Working on polishing up debug-me's features to not just work, but work well.
On Monday, I spent much longer than expected on the problem that when a debug-me session ended, clients attached to it did not shut down. The session shutdown turned out to have worked by accident in one case, but it was lacking a proper implementation, and juggling all the threads and channels and websockets to get everything to shut down cleanly was nontrivial.

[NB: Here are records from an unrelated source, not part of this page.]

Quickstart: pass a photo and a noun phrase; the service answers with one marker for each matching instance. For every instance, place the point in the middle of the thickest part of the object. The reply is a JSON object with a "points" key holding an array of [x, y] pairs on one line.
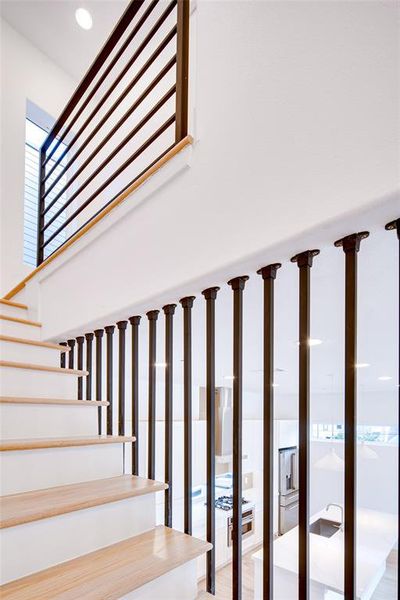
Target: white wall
{"points": [[295, 122], [26, 73]]}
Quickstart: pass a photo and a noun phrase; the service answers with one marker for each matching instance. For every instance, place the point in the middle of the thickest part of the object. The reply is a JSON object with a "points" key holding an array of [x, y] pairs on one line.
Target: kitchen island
{"points": [[377, 534]]}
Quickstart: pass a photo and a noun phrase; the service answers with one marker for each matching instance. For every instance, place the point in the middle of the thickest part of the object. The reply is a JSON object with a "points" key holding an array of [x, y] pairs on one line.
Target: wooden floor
{"points": [[386, 589]]}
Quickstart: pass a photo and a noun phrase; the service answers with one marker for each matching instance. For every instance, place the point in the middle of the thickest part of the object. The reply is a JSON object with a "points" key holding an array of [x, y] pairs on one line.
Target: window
{"points": [[34, 138]]}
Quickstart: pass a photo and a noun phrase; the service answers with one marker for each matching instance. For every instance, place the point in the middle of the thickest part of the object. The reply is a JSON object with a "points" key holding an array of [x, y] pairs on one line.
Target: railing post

Today, I fixed a bug that made debug-me --download
fail while downloading a
session, because the server didn't relay messages from developers, and so
the proof chain was invalid. After making the server relay those messages,
and handling them, that was fixed -- and I got a great feature for free:
Multiple developers can connect to a debug-me session and all interact with
it at the same time!
Also, added timing information to debug-me messages. While time is relative
and so it can't be proved how long the time was between messages in the
debug-me proof chain, including that information lets debug-me --download
download a session and then debug-me --replay
can replay the log file
with realistic pauses.
Started on gpg signing and signature verification, but that has a user interface problem. If the developer connects after the debug-me session has started, prompting the user on the same terminal that is displaying the session would not be good. This is where it'd be good to have a library for multi-terminal applications. Perhaps I should go build a prototype of that. Of perhaps I'll make debug-me wait for one developer to connect and prompt the user before starting the session.